Try this the next time you’re prepping a news release, presentation, article or other type of content focused on engaging, educating, entertaining, inspiring or persuading.
Picture the hero
The bestselling book Building a StoryBrand describes how to use the elements of captivating stories to connect with customers. While this is a marketing book targeted to business owners who want to build their brands, the concepts apply equally to many forms of communication between a wide range of organizations and their audiences.
Picturing the hero refers to visualizing your target audience as the hero of the story you intend to share.
Example – like I’m doing now. You are the hero of this post.
Work in the negativity bias
Now, leverage the negativity bias. Every hero has a challenge they’re struggling with. Describe the problem they’re experiencing related to how you can help. How is this challenge impacting them? What would be their improved circumstances if they didn’t have this problem?
Example – see the first sentence of this post. My hero is struggling with how to compete with distracting negative news to win audience attention.
Everyone wants hope – a path or plan they can use to solve their problems.
So lay that out. “Take these steps…” “Implement this strategy…” “Consider this …”
Example – see above: “Try this…”
Wield the negativity bias again
Show your audience the downside of not taking the suggested path or not executing the recommendations.

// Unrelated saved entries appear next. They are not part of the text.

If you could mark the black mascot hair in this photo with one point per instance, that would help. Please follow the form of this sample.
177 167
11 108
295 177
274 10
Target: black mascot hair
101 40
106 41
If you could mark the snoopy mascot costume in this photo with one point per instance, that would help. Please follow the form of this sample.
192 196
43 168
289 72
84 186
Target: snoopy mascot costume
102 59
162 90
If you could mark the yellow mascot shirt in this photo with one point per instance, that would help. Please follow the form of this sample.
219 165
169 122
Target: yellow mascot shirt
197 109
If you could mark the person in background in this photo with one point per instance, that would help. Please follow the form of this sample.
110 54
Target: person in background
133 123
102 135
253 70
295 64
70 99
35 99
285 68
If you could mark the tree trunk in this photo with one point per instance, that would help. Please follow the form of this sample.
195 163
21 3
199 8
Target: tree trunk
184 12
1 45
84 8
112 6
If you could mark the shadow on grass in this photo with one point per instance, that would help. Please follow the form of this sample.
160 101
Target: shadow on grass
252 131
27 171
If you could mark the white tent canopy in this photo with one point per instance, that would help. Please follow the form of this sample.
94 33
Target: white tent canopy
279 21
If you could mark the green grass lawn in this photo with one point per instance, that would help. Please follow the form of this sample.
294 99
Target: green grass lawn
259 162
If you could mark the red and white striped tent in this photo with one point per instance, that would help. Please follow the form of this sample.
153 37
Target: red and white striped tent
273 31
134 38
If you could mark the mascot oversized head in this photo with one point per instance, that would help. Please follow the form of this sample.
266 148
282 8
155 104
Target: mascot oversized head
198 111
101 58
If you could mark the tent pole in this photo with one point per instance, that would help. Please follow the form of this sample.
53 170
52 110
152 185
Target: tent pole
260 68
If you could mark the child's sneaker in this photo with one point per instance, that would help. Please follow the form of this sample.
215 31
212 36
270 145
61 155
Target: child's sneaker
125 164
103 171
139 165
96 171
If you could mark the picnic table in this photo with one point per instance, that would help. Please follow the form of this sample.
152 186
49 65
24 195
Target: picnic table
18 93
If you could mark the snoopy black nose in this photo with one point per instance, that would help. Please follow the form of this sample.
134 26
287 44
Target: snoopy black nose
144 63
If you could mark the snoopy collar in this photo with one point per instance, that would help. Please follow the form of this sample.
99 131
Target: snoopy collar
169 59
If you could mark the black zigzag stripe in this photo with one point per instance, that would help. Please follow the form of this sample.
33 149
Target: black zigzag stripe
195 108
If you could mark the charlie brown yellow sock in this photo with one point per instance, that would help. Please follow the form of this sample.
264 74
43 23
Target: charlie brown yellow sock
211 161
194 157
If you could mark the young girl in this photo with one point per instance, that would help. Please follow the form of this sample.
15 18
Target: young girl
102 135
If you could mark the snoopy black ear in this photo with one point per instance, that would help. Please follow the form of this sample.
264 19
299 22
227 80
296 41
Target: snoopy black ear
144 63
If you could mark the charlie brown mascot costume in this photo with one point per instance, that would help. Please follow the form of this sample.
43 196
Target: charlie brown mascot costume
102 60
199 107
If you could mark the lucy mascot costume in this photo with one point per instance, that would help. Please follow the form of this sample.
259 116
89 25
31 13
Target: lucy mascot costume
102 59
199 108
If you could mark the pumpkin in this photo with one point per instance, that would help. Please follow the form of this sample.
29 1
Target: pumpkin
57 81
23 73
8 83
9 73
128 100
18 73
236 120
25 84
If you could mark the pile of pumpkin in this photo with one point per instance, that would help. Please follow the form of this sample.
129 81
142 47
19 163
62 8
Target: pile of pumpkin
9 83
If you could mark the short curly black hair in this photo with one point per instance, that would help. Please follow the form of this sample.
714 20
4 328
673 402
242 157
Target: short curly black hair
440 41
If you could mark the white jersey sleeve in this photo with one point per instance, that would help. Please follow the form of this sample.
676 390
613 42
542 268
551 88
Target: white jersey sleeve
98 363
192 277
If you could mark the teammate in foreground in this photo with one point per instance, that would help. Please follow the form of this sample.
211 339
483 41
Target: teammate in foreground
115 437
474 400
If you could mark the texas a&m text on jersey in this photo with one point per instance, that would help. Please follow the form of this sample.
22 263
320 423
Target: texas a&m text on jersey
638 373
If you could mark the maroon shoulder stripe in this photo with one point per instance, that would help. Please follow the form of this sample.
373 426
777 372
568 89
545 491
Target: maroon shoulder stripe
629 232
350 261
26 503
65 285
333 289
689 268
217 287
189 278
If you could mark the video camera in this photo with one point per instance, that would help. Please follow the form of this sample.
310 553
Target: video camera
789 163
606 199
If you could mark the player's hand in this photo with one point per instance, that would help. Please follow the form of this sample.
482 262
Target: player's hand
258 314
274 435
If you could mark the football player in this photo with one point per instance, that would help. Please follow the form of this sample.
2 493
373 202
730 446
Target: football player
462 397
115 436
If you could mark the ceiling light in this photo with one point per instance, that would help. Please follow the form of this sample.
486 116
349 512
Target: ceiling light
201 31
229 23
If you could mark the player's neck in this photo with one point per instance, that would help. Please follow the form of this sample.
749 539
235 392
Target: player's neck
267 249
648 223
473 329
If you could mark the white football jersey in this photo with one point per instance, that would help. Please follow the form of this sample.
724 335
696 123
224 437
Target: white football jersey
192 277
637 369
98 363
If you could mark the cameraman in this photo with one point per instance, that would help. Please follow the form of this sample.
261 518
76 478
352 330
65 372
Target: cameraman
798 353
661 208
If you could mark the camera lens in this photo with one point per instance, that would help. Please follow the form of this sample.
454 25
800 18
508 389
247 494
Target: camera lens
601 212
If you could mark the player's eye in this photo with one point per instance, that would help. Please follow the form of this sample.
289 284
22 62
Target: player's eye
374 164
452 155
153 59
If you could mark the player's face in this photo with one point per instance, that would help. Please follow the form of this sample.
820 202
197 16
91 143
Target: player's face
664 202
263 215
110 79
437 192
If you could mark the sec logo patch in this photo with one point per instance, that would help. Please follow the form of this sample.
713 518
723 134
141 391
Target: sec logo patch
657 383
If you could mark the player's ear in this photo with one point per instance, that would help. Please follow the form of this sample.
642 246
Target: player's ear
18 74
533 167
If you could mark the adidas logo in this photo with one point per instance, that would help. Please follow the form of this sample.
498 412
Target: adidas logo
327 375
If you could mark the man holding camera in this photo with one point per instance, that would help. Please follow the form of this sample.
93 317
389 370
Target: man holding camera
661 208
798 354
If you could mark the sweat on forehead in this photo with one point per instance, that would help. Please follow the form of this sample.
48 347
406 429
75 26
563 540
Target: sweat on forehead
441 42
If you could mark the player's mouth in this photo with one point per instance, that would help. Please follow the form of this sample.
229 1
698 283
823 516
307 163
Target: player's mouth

This helps to reinforce why they won’t want to fail.
Example – see below: “Don’t allow…”
Link hope with success
Wrap up your communication by showing your hero how hope can end in success. Paint a picture of how their life will be better if they follow your guidance.
Example – see the last sentence below.
Don’t allow sensational headlines of murder and mayhem to bury your important messages. When you’re next preparing informative content, frame your message using these four tactics.
Hopefully, you’re now feeling optimistic about engaging your important audiences with your important communications!